Earlier, the government had also appointed a foreign law firm to take necessary steps for bringing the fugitive killers back from the USA and Canada but the “top assignment” has not succeeded yet.

In 2011, the government had appointed a Canadian law firm help the government bring back Noor.

Also, the government sent their photos and details to major airports abroad after the Interpol issued the arrest warrants.

Bangladesh made a global appeal to track down the killers at the 78th annual general meeting of Interpol in Singapore in October, 2009.

In August 2010, the then foreign minister Dipu Moni sent formal letters to certain countries, seeking cooperation for deporting the remaining killers as they were believed to be hiding there.

On October 5, 2011, she again wrote to the then Canadian foreign minister John Baird and US Secretary of State Hillary Clinton with request to handover Noor and Rashed to Bangladesh to face justice.

However, Canada declined to deport Noor, as the Canadian policy does not approve sending back a person where there is the provision of death sentence.

In response, the Bangladesh government argued that the fugitives on their return could appeal to the higher court against the conviction and seek review of the verdict from the Appellate Division. Thereafter, they could also appeal to the president for clemency.

So, it was not correct that they would face punishment soon as they were brought back, said the government.

Akramul Qader, the then Bangladesh ambassador to the US, on March 29, 2012 made a formal request to US congressman Peter King, also chairman of the US House Committee on Homeland Security, to send back Rashed.

Dipu Moni raised the issue of deporting Rashed during her bilateral meetings with Hillary Clinton in Washington DC on October 10, 2011 and again during an official meeting with the US secretary of state in Dhaka on May 5, 2012.

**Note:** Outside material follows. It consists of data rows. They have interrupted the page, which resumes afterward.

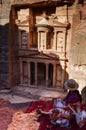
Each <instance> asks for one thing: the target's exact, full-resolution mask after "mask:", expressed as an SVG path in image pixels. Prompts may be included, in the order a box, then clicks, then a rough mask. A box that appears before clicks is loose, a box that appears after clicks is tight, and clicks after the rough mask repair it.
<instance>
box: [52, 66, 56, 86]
mask: <svg viewBox="0 0 86 130" xmlns="http://www.w3.org/2000/svg"><path fill="white" fill-rule="evenodd" d="M55 86H56V64H53V87H55Z"/></svg>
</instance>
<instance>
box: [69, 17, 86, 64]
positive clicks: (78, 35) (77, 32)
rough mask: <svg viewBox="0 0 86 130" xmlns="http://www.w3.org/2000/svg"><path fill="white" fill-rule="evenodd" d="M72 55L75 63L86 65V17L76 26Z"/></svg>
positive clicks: (73, 43) (73, 60)
mask: <svg viewBox="0 0 86 130" xmlns="http://www.w3.org/2000/svg"><path fill="white" fill-rule="evenodd" d="M71 55H72V62H73V64H76V65H86V19H85V20H82V21H81V23H79V24H78V25H77V27H76V28H75V34H74V40H73V47H72V49H71Z"/></svg>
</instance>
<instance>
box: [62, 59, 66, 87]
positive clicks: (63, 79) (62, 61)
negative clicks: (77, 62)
mask: <svg viewBox="0 0 86 130" xmlns="http://www.w3.org/2000/svg"><path fill="white" fill-rule="evenodd" d="M61 65H62V82H61V86H62V88H64V82H65V73H66V64H65V61H62V63H61Z"/></svg>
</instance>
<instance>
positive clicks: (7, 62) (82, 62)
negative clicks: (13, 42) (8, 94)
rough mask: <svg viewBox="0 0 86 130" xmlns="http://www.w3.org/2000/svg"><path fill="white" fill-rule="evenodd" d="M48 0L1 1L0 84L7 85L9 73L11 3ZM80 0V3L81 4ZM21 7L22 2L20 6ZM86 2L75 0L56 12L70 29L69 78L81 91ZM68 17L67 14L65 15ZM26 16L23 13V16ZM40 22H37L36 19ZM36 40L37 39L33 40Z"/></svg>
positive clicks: (21, 0)
mask: <svg viewBox="0 0 86 130" xmlns="http://www.w3.org/2000/svg"><path fill="white" fill-rule="evenodd" d="M42 1H47V0H8V1H6V0H3V1H2V3H1V4H0V11H1V13H0V32H1V33H0V34H1V35H0V84H1V86H4V87H7V84H8V75H9V67H8V66H9V65H8V64H9V63H8V61H9V60H8V57H9V31H8V30H9V14H10V9H11V4H18V3H20V4H26V3H35V2H37V3H38V2H42ZM52 1H53V0H52ZM54 1H56V2H57V1H60V0H54ZM79 2H80V3H79ZM21 6H22V5H21ZM66 9H67V10H66ZM85 10H86V1H85V0H84V1H83V2H81V1H80V0H75V2H74V1H73V4H71V5H69V6H68V8H66V6H65V5H64V6H63V5H62V6H59V7H58V6H57V8H56V14H57V15H58V20H60V22H61V21H62V22H63V21H65V18H66V20H68V21H69V22H70V25H71V26H70V29H69V30H68V32H67V35H68V36H67V39H66V40H67V43H66V58H67V59H68V63H67V69H66V71H67V73H68V75H69V78H74V79H76V80H77V81H78V83H79V84H80V90H81V89H82V88H83V87H84V86H85V85H86V73H85V70H86V54H85V53H86V46H85V45H86V43H85V40H86V36H85V32H86V19H85V18H86V11H85ZM65 16H66V17H65ZM22 17H23V15H22ZM39 21H40V20H39ZM37 22H38V21H37ZM34 41H35V40H34Z"/></svg>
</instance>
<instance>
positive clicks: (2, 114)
mask: <svg viewBox="0 0 86 130" xmlns="http://www.w3.org/2000/svg"><path fill="white" fill-rule="evenodd" d="M28 106H29V103H27V104H11V103H10V102H8V101H5V100H3V99H0V130H7V129H8V126H9V124H11V122H12V119H13V115H14V116H15V113H18V112H20V113H23V112H24V111H25V110H26V108H27V107H28ZM9 129H10V128H9ZM9 129H8V130H9ZM10 130H16V129H12V128H11V129H10ZM17 130H19V129H17Z"/></svg>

The US government had deported another fugitive in the case, Mohiuddin Ahmed, on June 17, 2007, after a US court rejected his appeal for residency. Mohiuddin was hanged later.

Legal complexities have appeared to be major "roadblocks" in government's efforts to bring back Bangabandhu's fugitive killers keeping its top priority assignment fruitless for years, said officials at the ministries of foreign and home affairs.

The state minister for foreign affairs Md Shahriar Alam said the government is committed to the nation and respectful of the laws of the land.

In reply to a question about the delay in repatriating the killers, he said, “there are some complexities. That's where our challenge lies. We have taken the challenge and are working on that.”

In this regard, he said, naturally, the countries which oppose death penalty, do not hand over convicted killers.

The Bangabandhu murder trial commenced in Dhaka in 1997, 22 years after some disgruntled army men mowed down him and most of his family members at Dhanmondi in the capital.